Он задыхался от радости, его черные сербские глаза метали искры.
Николай тоже заинтересовался. Возможно, это пригодится — может быть, партизаны и пересилят страх перед этой штукой и возьмут ее на вооружение. Да, электричество — немцы понимают в таких вещах, ничего не скажешь, даже жаль, сколько полезного они могли бы сделать.
Николай направил фаустпатрон дулом на свою ногу.
— Переведи-ка нам, Володя, инструкцию.
Я стал переводить: сначала снимается предохранитель; потом здесь имеется проволока… искатель…

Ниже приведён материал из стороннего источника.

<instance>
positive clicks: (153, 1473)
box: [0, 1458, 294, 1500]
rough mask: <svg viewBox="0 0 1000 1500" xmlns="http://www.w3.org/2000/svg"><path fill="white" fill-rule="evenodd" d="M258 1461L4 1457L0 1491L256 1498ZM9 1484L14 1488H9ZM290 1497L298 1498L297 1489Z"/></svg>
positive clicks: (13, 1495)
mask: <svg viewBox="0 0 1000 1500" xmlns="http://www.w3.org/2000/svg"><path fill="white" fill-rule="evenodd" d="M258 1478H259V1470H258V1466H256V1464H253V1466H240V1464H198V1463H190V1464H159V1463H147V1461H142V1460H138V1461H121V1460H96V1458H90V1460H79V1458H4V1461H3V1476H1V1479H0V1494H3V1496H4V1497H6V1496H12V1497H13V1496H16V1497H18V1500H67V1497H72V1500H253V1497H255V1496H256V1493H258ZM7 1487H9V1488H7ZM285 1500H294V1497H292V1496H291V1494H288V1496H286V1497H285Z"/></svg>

— Смотри-ка, — захлебывался Петер, — две мушки, тут две мушки!
…Потом нужно нажать на спуск…
Петер нагнулся, чтобы лучше видеть, его теперь не оттащить от этого фаустпатрона.
…При нажатии спуска…
— Осторожнее, Николай!
Взрывная волна отбросила меня к стене.
Я успел подумать, что надо залезть под стол, и потерял сознание.
Не знаю, сколько длился обморок, не знаю, сколько времени лежал я под столом, но когда я пришел в себя, вся комната была в огне. Как будто издалека услышал я раздирающий крик, в голове у меня шумело, едкий дым душил меня, в комнате был нестерпимый жар. Одно ухо у меня не слышало. Задыхаясь от дыма и жара, еще не придя в себя от удара взрывной волны, я попытался вылезти из-под стола.
Мне хотелось немедленно бежать прочь. Я не мог встать на ноги, ничего не видел от дыма. Рука моя натолкнулась на что-то живое. Тут кто-то лежал. Петер или Николай?
С трудом открыл я глаза. Это был Николай. Тело его дергалось в конвульсиях, он тихо ругался. Я хотел поднять его и вынести, нельзя же оставлять его в огне! И вдруг увидел, что в руке его пистолет, он прикладывал его к виску.
— Дурак! — крикнул я, отводя его руку.
Теперь я окончательно пришел в себя. Николай очень строг, он никому бы не простил такого, не прощает и себе.